In a recent double blind randomised study (VANISH) comparing norepinephrine to early argipressin (up to 0.06 U/min) mortality in the argipressin group was 30.9% and in the norepinephrine group was 27.5%. One or more serious adverse events were seen in 10.7 % of argipressin and 8.3% of norepinephrine patients.
Significantly less renal replacement therapy was necessary in the argipressin group compared to the norepinephrine group (25.4% vs 35.3%).

Effects on QT and QTc
Experimentally high doses of vasopressin were shown to induce ventricular arrhythmias in animals. In the intended dose range and application form (chronic infusion) QT and QTc prolongation is not described. Single cases of torsade de point tachycardias in patients receiving vasopressin for the treatment of esophageal variceal bleedings with doses more than 10 times the recommended level have been described but no final conclusions on the torsadogenic potential are possible.
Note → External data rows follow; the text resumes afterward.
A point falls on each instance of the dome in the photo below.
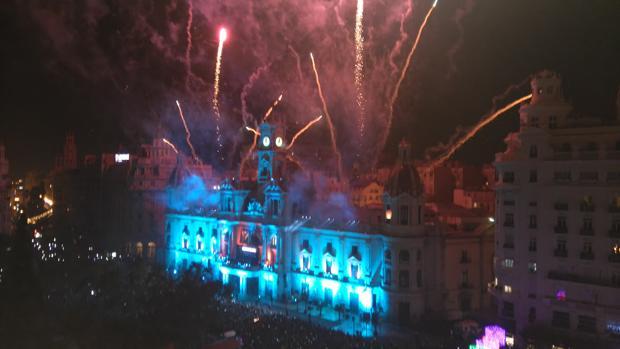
(404, 177)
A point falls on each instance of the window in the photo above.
(553, 122)
(560, 319)
(533, 152)
(509, 220)
(586, 323)
(508, 263)
(404, 215)
(403, 256)
(305, 262)
(387, 276)
(403, 279)
(531, 317)
(508, 309)
(465, 278)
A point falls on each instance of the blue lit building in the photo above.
(266, 240)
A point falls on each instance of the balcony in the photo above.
(465, 260)
(586, 207)
(582, 279)
(588, 155)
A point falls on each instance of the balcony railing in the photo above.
(582, 279)
(584, 207)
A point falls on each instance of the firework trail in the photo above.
(275, 104)
(188, 135)
(394, 96)
(246, 90)
(359, 63)
(247, 155)
(254, 131)
(472, 132)
(332, 130)
(171, 145)
(216, 89)
(188, 47)
(403, 37)
(304, 129)
(458, 20)
(460, 132)
(297, 61)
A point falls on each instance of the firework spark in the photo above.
(188, 47)
(216, 88)
(275, 104)
(171, 145)
(304, 129)
(332, 130)
(403, 72)
(359, 63)
(188, 135)
(472, 132)
(252, 130)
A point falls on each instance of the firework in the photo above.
(332, 130)
(216, 88)
(359, 63)
(403, 72)
(188, 135)
(255, 132)
(275, 104)
(472, 132)
(171, 145)
(304, 129)
(188, 47)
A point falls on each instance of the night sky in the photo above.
(110, 70)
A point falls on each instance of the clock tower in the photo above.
(271, 147)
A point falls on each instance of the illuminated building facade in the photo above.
(264, 240)
(558, 224)
(5, 186)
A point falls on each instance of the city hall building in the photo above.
(284, 235)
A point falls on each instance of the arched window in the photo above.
(533, 151)
(403, 256)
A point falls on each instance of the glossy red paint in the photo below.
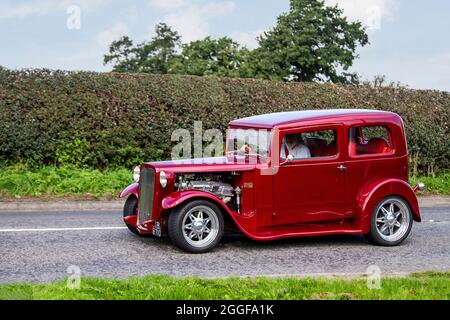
(131, 189)
(335, 193)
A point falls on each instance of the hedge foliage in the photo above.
(102, 120)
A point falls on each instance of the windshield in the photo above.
(252, 142)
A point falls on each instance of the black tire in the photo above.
(375, 235)
(130, 209)
(179, 219)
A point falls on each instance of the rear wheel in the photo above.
(196, 227)
(130, 209)
(391, 222)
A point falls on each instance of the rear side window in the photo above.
(369, 141)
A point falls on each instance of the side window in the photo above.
(369, 140)
(311, 144)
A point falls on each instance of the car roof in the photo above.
(285, 118)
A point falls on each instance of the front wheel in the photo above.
(391, 222)
(196, 227)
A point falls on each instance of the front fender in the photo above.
(379, 190)
(131, 189)
(180, 197)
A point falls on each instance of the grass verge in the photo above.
(22, 182)
(421, 286)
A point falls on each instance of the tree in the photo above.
(222, 57)
(312, 42)
(151, 57)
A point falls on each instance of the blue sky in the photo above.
(410, 40)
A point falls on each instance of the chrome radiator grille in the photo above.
(146, 193)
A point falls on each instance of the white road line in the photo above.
(61, 229)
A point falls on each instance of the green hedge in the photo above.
(104, 120)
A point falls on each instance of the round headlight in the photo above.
(136, 173)
(163, 179)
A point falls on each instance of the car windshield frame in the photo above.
(258, 139)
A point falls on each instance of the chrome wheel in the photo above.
(392, 220)
(200, 226)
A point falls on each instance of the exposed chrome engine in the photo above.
(224, 191)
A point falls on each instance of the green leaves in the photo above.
(310, 43)
(103, 120)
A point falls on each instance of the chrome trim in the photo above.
(146, 195)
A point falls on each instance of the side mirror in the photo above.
(288, 159)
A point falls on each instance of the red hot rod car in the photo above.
(308, 173)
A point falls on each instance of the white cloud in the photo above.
(191, 19)
(168, 4)
(247, 39)
(44, 7)
(106, 37)
(369, 12)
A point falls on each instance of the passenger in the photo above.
(294, 145)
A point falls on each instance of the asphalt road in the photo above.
(97, 243)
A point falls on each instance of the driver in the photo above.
(293, 144)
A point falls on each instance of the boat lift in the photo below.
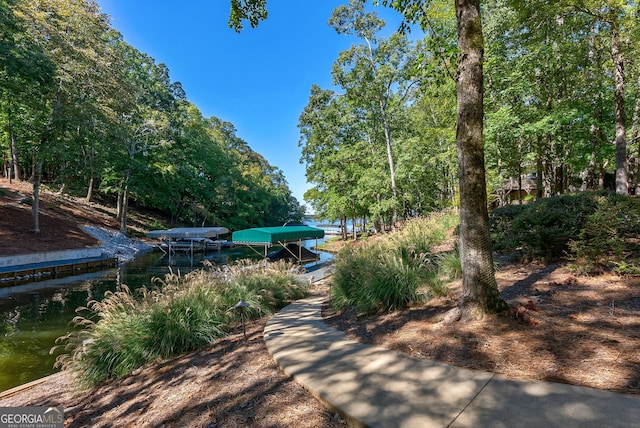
(266, 237)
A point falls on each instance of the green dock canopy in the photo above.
(275, 235)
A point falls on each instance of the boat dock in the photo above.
(27, 268)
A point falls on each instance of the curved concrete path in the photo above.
(374, 387)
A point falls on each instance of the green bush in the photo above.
(391, 273)
(181, 315)
(592, 226)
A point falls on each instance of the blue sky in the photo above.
(258, 80)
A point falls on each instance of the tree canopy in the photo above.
(84, 112)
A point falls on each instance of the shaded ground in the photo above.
(579, 330)
(562, 328)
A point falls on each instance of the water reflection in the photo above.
(34, 315)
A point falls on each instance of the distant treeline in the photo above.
(84, 112)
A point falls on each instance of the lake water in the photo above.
(34, 315)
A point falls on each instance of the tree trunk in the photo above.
(90, 189)
(35, 205)
(125, 207)
(622, 184)
(392, 170)
(480, 290)
(15, 162)
(119, 205)
(634, 180)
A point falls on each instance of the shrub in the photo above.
(591, 226)
(181, 315)
(394, 271)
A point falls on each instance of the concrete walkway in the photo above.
(374, 387)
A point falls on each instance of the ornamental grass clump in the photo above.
(394, 271)
(129, 329)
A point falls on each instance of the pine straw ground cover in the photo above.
(572, 329)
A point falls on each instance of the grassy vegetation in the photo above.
(395, 270)
(597, 230)
(128, 329)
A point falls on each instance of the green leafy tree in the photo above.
(479, 286)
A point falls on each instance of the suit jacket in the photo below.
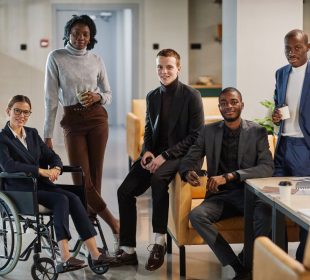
(254, 157)
(14, 157)
(282, 76)
(186, 120)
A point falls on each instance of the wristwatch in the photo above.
(165, 155)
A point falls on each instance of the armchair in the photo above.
(183, 198)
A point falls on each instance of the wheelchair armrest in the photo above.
(15, 175)
(72, 169)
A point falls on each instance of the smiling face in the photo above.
(167, 69)
(79, 36)
(230, 105)
(18, 115)
(296, 49)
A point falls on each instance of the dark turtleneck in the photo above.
(167, 94)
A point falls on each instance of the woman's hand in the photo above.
(89, 98)
(52, 173)
(276, 116)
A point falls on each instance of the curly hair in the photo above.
(82, 19)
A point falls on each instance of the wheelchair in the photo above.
(20, 212)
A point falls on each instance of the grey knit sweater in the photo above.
(69, 71)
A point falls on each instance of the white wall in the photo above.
(204, 16)
(160, 21)
(260, 29)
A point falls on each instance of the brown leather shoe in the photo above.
(156, 258)
(124, 259)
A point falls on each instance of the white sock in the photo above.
(128, 250)
(160, 239)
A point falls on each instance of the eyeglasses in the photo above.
(18, 112)
(232, 103)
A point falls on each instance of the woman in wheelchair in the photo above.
(22, 150)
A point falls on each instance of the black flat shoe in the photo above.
(73, 264)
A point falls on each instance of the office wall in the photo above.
(160, 21)
(204, 16)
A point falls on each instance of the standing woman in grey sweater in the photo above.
(77, 79)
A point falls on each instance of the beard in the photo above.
(232, 119)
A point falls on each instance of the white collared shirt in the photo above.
(21, 139)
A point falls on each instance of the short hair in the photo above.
(169, 53)
(82, 19)
(295, 33)
(18, 98)
(230, 89)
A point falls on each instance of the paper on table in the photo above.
(305, 211)
(269, 189)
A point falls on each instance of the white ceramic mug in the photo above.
(285, 112)
(285, 191)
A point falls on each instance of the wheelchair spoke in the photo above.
(10, 238)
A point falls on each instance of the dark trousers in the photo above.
(292, 158)
(222, 206)
(62, 203)
(86, 135)
(136, 183)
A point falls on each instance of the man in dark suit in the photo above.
(236, 150)
(174, 117)
(292, 156)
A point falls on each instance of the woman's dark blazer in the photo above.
(14, 157)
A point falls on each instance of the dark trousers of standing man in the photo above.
(292, 158)
(136, 183)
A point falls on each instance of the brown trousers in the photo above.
(86, 134)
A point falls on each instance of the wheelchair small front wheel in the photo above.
(10, 235)
(44, 269)
(98, 269)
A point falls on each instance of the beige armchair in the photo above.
(135, 123)
(272, 263)
(182, 198)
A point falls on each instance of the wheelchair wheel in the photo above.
(44, 269)
(102, 269)
(10, 235)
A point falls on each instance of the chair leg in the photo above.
(129, 163)
(182, 261)
(169, 244)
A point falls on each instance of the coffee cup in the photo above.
(285, 112)
(79, 95)
(285, 189)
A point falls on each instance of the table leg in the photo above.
(248, 227)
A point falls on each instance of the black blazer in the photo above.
(254, 157)
(186, 120)
(14, 157)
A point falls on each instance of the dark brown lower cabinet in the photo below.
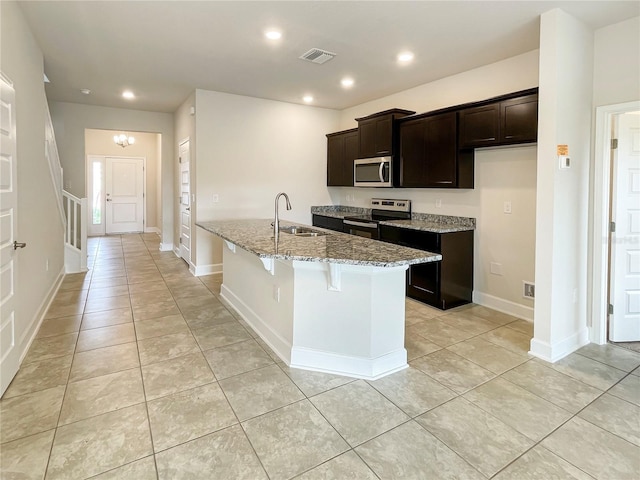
(444, 284)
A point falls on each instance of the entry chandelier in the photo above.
(123, 140)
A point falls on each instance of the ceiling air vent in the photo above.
(317, 55)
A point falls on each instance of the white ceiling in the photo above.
(163, 50)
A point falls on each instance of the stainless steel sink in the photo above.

Pharmacokinetic Properties

5.2   Pharmacokinetic properties

Steady state plasma levels were achieved after 30 min of continuous infusion of doses between 10 and 350 µU/kg/min (i.e. 0.007-0.0245 IU/min) which corresponds to a half-life of less than 10 minutes. Plasma exposure was close to dose-linearity in this dose range.
Vasopressin metabolism was demonstrable in human liver and kidney homogenates. Approximately 5% of a subcutaneous dose of argipressin is excreted unchanged in the urine four hours after application.

No specific studies were conducted investigating pharmacokinetics in patients with renal or hepatic impairment.
There is no information on the influence of age, gender and race on pharmacokinetic effects. No PK data are available for the paediatric population.